Fdesouche

[article signé Thibault Gajdos (CNRS)]
L’extrême droite européenne n’a évidemment pas changé : c’est, aujourd’hui comme hier, la haine de l’autre qui nourrit la peur de l’étranger. Mais elle se pare du masque, plus présentable, d’un « raisonnement » économique et social qui, alors que l’Europe traverse une crise d’une rare violence, trouve des oreilles attentives.
Ce raisonnement (si l’on ose dire) est simple : s’il travaille, l’immigré nous prive d’un emploi ; s’il ne travaille pas, il profite d’une générosité que l’état de nos finances publiques ne nous permet plus. Dans tous les cas, un immigré de plus, c’est un chômeur supplémentaire. Il suffit d’inverser l’argument pour alimenter la folie nationaliste : refoulez les immigrés, et le chômage disparaîtra…
Ce fantasme a été balayé par une étude récente [voir référence sur l’article source]. Pour la première fois, ces économistes ont mesuré les effets de la concurrence des travailleurs immigrés sur les destins individuels des travailleurs nationaux européens entre 1994 et 2001.

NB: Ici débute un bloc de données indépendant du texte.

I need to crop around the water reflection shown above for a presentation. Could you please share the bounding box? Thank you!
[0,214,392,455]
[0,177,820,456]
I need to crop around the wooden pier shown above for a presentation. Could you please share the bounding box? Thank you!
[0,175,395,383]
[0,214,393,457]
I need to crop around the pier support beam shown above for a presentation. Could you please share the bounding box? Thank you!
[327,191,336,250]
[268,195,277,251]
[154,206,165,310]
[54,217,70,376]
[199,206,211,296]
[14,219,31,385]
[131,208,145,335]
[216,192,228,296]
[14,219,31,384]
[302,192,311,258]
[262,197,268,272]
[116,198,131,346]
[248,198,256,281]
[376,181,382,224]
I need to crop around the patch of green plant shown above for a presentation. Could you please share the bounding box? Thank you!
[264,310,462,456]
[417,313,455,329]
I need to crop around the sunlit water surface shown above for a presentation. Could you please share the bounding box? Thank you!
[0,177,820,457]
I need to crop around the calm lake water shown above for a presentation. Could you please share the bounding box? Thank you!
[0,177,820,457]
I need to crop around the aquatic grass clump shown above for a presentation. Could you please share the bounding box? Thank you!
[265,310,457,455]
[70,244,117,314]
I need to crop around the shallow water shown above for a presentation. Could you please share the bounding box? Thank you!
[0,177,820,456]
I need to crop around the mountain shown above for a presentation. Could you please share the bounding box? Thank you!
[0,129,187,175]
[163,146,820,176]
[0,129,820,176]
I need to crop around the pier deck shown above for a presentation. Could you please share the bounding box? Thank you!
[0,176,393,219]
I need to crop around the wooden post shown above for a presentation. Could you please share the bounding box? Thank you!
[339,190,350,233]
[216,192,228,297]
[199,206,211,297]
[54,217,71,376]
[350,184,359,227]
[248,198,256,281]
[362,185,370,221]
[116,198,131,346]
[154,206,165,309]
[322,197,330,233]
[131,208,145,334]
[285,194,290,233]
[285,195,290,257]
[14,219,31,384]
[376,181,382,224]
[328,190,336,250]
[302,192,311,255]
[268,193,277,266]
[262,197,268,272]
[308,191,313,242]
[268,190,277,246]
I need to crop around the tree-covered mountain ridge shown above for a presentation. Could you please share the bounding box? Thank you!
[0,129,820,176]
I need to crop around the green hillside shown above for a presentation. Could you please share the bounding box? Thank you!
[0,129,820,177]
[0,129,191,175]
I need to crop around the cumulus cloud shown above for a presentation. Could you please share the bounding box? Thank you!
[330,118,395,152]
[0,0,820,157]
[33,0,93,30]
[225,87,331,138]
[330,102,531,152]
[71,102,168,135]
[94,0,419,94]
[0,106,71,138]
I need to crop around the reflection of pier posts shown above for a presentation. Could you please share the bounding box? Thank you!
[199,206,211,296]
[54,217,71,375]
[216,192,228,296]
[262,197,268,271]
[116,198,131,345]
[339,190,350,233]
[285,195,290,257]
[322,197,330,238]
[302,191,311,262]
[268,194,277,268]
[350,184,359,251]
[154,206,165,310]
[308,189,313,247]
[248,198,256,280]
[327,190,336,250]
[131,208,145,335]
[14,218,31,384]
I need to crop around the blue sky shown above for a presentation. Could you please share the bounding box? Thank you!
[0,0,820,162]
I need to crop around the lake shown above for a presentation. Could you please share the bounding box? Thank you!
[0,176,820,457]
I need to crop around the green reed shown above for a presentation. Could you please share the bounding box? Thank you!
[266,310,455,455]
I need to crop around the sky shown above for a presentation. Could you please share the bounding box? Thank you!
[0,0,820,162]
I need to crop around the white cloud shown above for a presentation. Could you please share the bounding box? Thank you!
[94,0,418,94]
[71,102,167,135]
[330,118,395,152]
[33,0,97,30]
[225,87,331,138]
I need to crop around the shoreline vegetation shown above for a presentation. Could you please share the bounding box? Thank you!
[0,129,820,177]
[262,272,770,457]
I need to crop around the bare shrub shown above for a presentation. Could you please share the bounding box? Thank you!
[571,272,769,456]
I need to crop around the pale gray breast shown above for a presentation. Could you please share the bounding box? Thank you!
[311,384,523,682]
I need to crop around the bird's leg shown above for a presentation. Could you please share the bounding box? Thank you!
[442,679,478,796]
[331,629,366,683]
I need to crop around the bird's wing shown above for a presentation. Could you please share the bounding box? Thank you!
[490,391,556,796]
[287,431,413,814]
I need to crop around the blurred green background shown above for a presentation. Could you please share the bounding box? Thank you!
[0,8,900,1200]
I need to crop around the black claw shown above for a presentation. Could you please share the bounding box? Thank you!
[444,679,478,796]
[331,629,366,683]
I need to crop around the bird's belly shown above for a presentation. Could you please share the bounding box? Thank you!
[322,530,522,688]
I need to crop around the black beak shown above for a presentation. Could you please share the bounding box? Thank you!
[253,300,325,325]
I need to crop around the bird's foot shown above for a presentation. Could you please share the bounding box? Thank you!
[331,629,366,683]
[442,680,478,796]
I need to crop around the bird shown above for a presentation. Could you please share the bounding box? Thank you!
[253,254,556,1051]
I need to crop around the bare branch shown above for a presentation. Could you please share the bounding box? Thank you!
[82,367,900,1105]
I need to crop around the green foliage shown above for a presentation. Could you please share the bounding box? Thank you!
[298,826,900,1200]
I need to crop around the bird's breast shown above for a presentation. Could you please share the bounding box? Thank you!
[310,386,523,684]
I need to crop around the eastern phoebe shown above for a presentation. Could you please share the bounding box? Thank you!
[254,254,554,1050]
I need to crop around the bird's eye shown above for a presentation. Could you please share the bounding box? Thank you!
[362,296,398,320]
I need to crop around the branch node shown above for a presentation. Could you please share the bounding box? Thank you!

Les chercheurs ont établi que la concurrence des travailleurs immigrés augmente la probabilité de promotion des travailleurs nationaux (c’est-à-dire la probabilité de passer, par exemple, d’ouvrier à employé).

On pourrait craindre que cette amélioration ne se fasse au prix d’un licenciement et d’un passage par le chômage, ou d’un déménagement dans une autre région. Il n’en est rien.

La concurrence des travailleurs immigrés n’affecte ni le taux d’emploi, ni la localisation des travailleurs nationaux. Non seulement les travailleurs étrangers ne viennent pas évincer les travailleurs européens mais, au contraire, ils accélèrent leur promotion sociale…

Le mécanisme à l’oeuvre est simple : les travailleurs étrangers venant occuper les emplois relativement moins qualifiés et moins payés, les nouveaux emplois, plus qualifiés, bénéficient d’abord aux ressortissants nationaux.
Mais tout cela ne vaut peut-être pas en temps de crise ? Les  chercheurs ont montré que la réaffectation des travailleurs nationaux vers des tâches plus complexes assorties de salaires plus élevés du fait de la concurrence des travailleurs immigrés, observée avant la crise de 2007-2010, s’est poursuivie pendant celle-ci, bien qu’à un rythme plus modeste.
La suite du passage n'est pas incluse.